Tuesday, October 9, 2012

School: the good, the busy, the wild monkeys.

First, let me say that I have found my job incredibly fulfilling, while incredibly exhausting, these past 2+ weeks. I LOVE these kids! I never knew that I could enjoy being around middle-schoolers for this amount of time. Not gonna lie-- sometimes some (or all!) of them are incredibly obnoxious. Take yesterday at lunch, for example. I turned to one of the other teachers and asked if someone might have spiked their milk-- they were like wild monkeys! Oh, I enjoy the 10 (or so) minutes of the lunch period before they have actually FINISHED eating their lunch...

My SPED (special ed) kids are amazing. Only one is giving me gruff right now, and we're working on that one. They're so amazing, and I get to help them be successful in school. Have I used the word "amazing" enough yet?  Sorry.

Now, on to the other "school"-- COLLEGE.  (Menacing music here.)

Actually, I'm completely loving it. I don't have any time to breathe of course, but that's to be expected, right?

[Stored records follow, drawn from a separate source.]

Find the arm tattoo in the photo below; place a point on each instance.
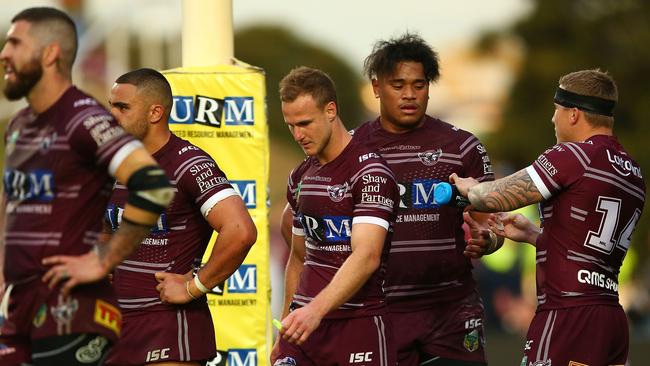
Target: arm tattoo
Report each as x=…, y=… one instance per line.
x=122, y=243
x=505, y=194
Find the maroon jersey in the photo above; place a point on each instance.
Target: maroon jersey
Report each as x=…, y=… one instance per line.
x=594, y=195
x=182, y=233
x=56, y=180
x=426, y=265
x=327, y=200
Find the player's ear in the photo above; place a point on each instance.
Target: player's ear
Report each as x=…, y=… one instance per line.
x=331, y=110
x=575, y=115
x=156, y=113
x=375, y=87
x=51, y=54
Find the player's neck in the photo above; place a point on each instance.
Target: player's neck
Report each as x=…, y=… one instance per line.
x=588, y=133
x=339, y=139
x=156, y=139
x=47, y=91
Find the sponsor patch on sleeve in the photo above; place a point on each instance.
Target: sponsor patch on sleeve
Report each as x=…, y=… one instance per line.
x=108, y=316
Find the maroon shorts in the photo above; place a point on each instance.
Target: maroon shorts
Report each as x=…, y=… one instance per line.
x=450, y=330
x=357, y=341
x=584, y=335
x=37, y=312
x=163, y=336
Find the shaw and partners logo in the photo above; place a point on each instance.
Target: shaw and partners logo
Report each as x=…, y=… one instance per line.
x=247, y=190
x=243, y=280
x=32, y=185
x=233, y=111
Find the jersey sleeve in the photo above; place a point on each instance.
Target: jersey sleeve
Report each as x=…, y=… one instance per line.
x=375, y=193
x=293, y=189
x=557, y=168
x=95, y=135
x=476, y=162
x=200, y=178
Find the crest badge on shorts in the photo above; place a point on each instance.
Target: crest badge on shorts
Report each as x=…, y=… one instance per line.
x=541, y=363
x=286, y=361
x=64, y=312
x=471, y=341
x=524, y=360
x=41, y=315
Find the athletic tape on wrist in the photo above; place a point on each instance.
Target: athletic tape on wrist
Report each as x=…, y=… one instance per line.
x=200, y=286
x=187, y=287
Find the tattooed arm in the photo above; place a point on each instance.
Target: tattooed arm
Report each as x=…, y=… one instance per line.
x=505, y=194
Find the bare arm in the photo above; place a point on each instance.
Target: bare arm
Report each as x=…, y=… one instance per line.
x=367, y=243
x=237, y=234
x=96, y=264
x=506, y=194
x=286, y=224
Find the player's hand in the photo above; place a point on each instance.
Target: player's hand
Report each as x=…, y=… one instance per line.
x=3, y=284
x=480, y=242
x=275, y=351
x=172, y=288
x=463, y=184
x=71, y=271
x=300, y=324
x=515, y=227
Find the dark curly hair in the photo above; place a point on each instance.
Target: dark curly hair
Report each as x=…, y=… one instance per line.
x=408, y=47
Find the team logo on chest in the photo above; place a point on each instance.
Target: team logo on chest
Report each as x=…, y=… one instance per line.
x=430, y=157
x=337, y=192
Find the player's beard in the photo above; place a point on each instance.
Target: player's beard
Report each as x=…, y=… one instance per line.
x=24, y=80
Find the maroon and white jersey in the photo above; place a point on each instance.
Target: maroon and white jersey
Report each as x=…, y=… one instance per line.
x=57, y=180
x=180, y=237
x=327, y=200
x=594, y=193
x=426, y=265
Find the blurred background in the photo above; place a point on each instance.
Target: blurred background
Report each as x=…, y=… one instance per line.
x=500, y=59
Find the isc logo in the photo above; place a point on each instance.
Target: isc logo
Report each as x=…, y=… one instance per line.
x=234, y=111
x=244, y=280
x=247, y=191
x=358, y=357
x=36, y=184
x=158, y=354
x=418, y=194
x=242, y=357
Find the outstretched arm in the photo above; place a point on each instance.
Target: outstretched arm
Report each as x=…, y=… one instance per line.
x=506, y=194
x=483, y=240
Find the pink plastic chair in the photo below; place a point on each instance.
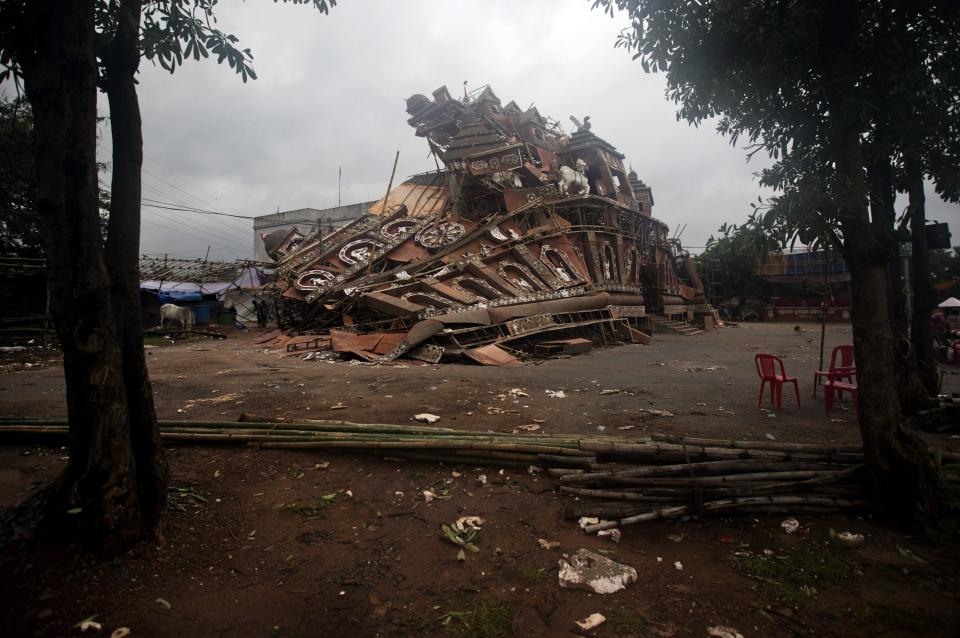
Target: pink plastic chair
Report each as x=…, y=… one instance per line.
x=767, y=369
x=842, y=370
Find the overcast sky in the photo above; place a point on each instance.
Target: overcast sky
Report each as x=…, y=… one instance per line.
x=331, y=93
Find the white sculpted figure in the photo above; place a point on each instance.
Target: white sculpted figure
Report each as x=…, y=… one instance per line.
x=576, y=178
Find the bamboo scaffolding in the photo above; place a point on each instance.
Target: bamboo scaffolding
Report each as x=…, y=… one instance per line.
x=696, y=469
x=728, y=504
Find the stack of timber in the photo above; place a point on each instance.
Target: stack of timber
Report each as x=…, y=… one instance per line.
x=623, y=480
x=672, y=477
x=411, y=442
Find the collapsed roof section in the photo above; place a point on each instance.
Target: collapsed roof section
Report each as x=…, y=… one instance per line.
x=525, y=231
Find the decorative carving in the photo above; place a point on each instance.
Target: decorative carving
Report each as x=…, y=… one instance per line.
x=313, y=279
x=440, y=235
x=402, y=226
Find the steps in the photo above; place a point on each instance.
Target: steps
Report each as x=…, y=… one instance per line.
x=662, y=323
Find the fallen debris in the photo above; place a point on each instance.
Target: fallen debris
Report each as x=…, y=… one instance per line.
x=455, y=262
x=468, y=522
x=591, y=622
x=720, y=631
x=612, y=534
x=594, y=572
x=548, y=545
x=89, y=623
x=790, y=525
x=847, y=538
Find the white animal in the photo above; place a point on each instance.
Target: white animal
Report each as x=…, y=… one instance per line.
x=508, y=179
x=173, y=312
x=576, y=178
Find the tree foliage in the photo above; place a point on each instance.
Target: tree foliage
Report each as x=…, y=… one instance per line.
x=112, y=491
x=19, y=227
x=738, y=251
x=841, y=93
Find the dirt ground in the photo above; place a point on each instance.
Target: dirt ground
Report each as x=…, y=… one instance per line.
x=252, y=548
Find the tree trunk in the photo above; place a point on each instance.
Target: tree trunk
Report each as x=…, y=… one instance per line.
x=121, y=58
x=910, y=390
x=925, y=297
x=903, y=477
x=96, y=497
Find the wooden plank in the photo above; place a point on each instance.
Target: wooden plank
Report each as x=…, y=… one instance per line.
x=492, y=355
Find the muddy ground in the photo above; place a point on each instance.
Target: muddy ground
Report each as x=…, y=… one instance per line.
x=251, y=551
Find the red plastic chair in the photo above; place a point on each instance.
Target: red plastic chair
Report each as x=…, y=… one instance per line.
x=767, y=369
x=842, y=370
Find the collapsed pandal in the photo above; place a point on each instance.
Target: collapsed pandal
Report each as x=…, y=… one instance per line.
x=527, y=237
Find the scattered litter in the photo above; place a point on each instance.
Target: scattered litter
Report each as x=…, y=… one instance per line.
x=594, y=572
x=590, y=622
x=548, y=545
x=89, y=623
x=613, y=534
x=468, y=522
x=847, y=538
x=719, y=631
x=462, y=535
x=908, y=553
x=587, y=520
x=661, y=413
x=530, y=427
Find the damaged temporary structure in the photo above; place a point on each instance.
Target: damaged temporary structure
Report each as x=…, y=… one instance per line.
x=525, y=235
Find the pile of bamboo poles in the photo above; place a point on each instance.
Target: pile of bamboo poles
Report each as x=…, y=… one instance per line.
x=412, y=442
x=624, y=480
x=671, y=477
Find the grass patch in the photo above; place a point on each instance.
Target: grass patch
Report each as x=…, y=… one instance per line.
x=478, y=619
x=627, y=625
x=312, y=511
x=898, y=619
x=794, y=578
x=526, y=574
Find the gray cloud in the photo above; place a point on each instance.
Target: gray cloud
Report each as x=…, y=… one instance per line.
x=330, y=94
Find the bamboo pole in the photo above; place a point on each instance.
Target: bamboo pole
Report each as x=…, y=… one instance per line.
x=728, y=504
x=812, y=448
x=697, y=469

This week, the last for this quarter and by extension these classes, I'm getting to look at some of the things that divide us as Christians. There are lots of words tossed around-- some with positive connotations, some with negative. Actually, my textbook does a pretty great job of bringing out the positives and negatives in every set of beliefs. Some of the sub-categories looked at this week include: Catholic, Fundamental, Evangelical, Feminist, Conservative, and Liberal. I am really loving these sections because in the areas that I don't always side with, I get to learn more about the originations of these eras. That helps with compassion. And, in the areas that I have fallen to already, I get to dig in a bit deeper to be challenged or affirmed. I love all of this meat.

The chapter that's a bit tougher for me to chew and swallow is: "Eschatology: Doctrine of Last Things". We're talking end-of-the-world stuff here, people.  Pre-trib, mid-trib, post-trib?  A-millenialist, Pre-millenialist, Post-millenialist? Actual descriptions of the literalness of hell? Oy. Really, I don't want to gloss over these subjects. But it's finals week. How can I tackle something like this during FINALS WEEK??

I will have a bit of glorious breathing time next week. SUPER excited about that. I get to read something just for fun!  However, I DO have to admit that I love looking at my text books and thinking-- WHOA-- I read all of that in two months?!?  Self-discipline is a great thing.